Ramit Sethi tweeted a couple of screenshots from Reddit, where people were asking, “what % of your monthly income do you spend for your mortgage?”

Several of the screenshots he clipped stated 40-50%. While not exactly a quantitative assessment of what’s going on, it’s clear that mortgage payments have risen much faster than income all across the country.

In a new fortune article, House Poor is Back: the New Normal for the Foreseeable Future, they wrote that 25% of homeowners are paying $3,000 or more a month on their mortgage. Meanwhile, average monthly earnings are $4,600. Even assuming two incomes, that’s not a ton of wiggle room.

Housing hasn’t responded to rising rates due to structural reasons. With the 30-year mortgage near 7.5% and 60% of outstanding mortgages below 4%, would-be movers are trapped in their house. Moving makes absolutely no financial sense for these people, and so the supply of homes listed is low, and they will stay there as long as rates are where they are.

There are 84 million millennials in the United States who are of prime home-buying ages. These people are having babies and need to get into a house, and interest rates don’t dampen the need for more square feet. So again I ask, how are they affording this?

A new survey from Redfin showed that 38% of homebuyers under the age of 30 either used a cash gift from a family member or an inheritance for a down payment.

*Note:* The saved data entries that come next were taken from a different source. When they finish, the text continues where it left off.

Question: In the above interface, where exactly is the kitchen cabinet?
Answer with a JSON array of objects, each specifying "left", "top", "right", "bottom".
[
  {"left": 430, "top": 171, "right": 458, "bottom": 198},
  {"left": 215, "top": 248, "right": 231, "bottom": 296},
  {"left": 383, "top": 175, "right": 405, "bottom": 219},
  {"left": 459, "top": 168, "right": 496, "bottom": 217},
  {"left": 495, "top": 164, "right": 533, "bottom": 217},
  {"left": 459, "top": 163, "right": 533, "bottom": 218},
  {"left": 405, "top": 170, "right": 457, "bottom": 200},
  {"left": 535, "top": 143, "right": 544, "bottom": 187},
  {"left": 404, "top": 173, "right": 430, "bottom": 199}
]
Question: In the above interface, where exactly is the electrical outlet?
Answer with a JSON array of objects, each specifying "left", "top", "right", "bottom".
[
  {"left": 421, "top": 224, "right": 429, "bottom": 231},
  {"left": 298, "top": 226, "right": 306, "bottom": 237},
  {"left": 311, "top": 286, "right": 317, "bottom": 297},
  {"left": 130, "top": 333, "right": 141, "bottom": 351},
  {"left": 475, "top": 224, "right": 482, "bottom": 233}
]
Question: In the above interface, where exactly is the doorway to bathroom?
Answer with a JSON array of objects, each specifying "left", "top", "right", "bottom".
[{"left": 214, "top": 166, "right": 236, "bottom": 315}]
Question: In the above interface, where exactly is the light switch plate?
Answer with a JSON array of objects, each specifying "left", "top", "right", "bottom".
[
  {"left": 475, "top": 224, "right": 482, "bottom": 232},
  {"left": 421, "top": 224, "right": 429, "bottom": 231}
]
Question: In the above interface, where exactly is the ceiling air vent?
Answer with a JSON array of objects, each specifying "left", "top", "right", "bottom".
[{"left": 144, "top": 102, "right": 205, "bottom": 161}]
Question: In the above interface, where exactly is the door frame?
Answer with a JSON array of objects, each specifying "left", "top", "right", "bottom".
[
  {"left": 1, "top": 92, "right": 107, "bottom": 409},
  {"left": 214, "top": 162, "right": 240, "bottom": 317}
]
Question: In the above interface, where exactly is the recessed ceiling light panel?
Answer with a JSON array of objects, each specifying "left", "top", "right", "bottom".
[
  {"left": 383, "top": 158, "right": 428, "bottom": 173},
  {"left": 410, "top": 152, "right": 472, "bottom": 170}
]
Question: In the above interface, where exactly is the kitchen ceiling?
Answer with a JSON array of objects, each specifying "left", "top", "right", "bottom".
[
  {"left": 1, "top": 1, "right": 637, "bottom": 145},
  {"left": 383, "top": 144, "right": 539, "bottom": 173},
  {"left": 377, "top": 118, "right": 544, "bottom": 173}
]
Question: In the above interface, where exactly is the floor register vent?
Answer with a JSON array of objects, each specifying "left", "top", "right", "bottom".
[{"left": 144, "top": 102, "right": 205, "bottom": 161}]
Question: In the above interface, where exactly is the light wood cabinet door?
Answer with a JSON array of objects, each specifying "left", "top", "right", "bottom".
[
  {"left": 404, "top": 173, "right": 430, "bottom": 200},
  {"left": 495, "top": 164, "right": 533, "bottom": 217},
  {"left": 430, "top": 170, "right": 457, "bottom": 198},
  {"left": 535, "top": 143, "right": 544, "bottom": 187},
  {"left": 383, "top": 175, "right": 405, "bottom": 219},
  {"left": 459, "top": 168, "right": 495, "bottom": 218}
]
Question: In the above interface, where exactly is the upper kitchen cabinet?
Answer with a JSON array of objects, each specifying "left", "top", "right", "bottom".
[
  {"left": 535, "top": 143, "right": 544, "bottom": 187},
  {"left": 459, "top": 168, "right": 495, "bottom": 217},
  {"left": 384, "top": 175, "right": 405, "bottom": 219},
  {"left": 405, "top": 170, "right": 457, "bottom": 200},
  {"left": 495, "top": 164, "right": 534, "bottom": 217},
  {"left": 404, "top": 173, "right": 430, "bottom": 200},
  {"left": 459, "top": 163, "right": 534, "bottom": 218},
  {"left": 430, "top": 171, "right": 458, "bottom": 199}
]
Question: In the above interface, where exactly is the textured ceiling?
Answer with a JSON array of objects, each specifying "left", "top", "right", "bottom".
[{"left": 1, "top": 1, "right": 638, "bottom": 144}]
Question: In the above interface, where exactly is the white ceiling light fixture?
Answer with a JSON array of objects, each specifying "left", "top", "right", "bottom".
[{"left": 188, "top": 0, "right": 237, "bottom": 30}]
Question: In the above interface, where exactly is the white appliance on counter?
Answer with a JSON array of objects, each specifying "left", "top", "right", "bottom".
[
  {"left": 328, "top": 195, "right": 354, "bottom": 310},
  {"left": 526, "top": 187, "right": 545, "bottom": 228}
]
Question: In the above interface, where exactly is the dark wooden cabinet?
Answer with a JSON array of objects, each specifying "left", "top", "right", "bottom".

This trend should remain in place as long as prices are what they are, and it might in some small way help to accelerate the generational wealth transfer from Baby Boomers, who hold 50% of all assets, to millennials, who hold just 8.5%.

age.

While it seems like something has to give, I think there is a high floor under residential real estate due to low supply and high demand. High rates for longer should keep a lid on home prices, but any relief in interest rates and my guess is we’ll see houses bid up like its 2021.

The housing market is broken, but I’m not worried about a Big Short redux.